Torvill and Dean are elegant and synchronised, and yes, they should have won the free dance, but what is the point of going on to the ice and not jumping? Ice skating is thrilling to watch principally because you know that at any moment the fluid athleticism might become an inelegant slither on the bottom. But only at the very end of 'Let's Face the Music and Dance', when Jayne pretends momentarily to spin out of control, does it cross your mind that she and Chris might fall. This is not only because they're super-proficient; it's also because the rules of ice dancing are so restrictive. He can't lift her above his waist, and they're not allowed to do anything more daring in the jumping department than a few pathetic little skips. Compare this with the heart-in-the-mouth sensations to be had from watching the pairs champions executing their awesome triple toe salchows, double axels and overhead lifts. But Gordeeva and Grinkov are Russian, so I'll shut up.

THE builders have finally moved out.

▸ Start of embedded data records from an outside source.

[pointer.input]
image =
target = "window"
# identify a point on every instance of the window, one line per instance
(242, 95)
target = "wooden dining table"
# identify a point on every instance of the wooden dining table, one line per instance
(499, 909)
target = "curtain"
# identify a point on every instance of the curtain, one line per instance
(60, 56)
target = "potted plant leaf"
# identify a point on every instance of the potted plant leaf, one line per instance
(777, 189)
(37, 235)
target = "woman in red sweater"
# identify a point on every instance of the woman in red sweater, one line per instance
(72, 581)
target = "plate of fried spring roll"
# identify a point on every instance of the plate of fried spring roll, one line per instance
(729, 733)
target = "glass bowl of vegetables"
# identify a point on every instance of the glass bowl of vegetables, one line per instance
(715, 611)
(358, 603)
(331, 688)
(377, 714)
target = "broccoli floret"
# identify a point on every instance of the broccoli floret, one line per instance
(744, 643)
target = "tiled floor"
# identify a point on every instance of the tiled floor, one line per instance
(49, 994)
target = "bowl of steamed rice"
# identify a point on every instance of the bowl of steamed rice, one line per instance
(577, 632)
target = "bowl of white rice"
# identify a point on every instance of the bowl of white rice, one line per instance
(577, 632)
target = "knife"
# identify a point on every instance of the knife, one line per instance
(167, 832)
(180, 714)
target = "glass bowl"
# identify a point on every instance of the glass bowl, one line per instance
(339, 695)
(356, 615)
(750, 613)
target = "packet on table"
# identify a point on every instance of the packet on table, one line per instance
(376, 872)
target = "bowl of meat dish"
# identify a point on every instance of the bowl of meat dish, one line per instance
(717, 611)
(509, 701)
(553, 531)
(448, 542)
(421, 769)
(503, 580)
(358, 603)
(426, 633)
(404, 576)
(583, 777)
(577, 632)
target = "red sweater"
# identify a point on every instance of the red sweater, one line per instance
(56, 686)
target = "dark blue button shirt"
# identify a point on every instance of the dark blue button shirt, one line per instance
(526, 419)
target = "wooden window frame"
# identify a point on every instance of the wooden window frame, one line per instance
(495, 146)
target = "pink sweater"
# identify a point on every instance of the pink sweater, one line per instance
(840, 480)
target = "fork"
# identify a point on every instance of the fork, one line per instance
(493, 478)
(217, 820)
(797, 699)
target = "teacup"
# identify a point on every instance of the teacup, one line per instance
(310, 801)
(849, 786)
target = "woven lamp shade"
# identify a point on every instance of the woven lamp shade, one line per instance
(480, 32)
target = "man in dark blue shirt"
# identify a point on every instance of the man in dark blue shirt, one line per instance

For four months my life has been dominated by such pressing questions as whether to have a gas hob or electric, or four prongs on my taps instead of five. And though the house now looks very nice, I doubt that anyone will ever appreciate quite what efforts went into deciding on white door handles rather than brass, or matt tiles instead of gloss.

It was all so different for my parents, first-generation home improvers, who felt able to talk openly about their new hi-fi units, for whom whole friendships were constructed around discussions about ripping out fireplaces. When I was 15 I thought this was repulsive - having people round for gin and bitter lemon and talking about what to do with the through-room. And even now I am not sure I can seriously bring myself to talk about my terracotta floor tiles. On the other hand, I'm not sure I can stop myself: it would be such a shame if people didn't notice.

THANK YOU to all the people who have written with advice on how to get in touch with my theta waves, the things that supposedly flood your brain when you look at posters covered with coloured dots and squiggles, so inducing startling 3-D visions. Suggestions included kneeling on the floor, or putting my nose against the picture, or putting the poster behind glass. I am pleased to say that this last one worked, and I have now seen into Deep Space. It was reasonably interesting, although I am inclined to agree with Adrian Bowker, one of the four young people who make up Altered States, the only British company manufacturing the posters (properly called autostereograms), that unless there are dramatic improvements in the technology, they are liable to be an 18-month wonder.

Adrian tried to explain how they are created but I am afraid I quickly got lost - though theta waves don't seem to have much to do with anything. Bacardi is using the technology for an ad on bus shelters, but I can't see it at all.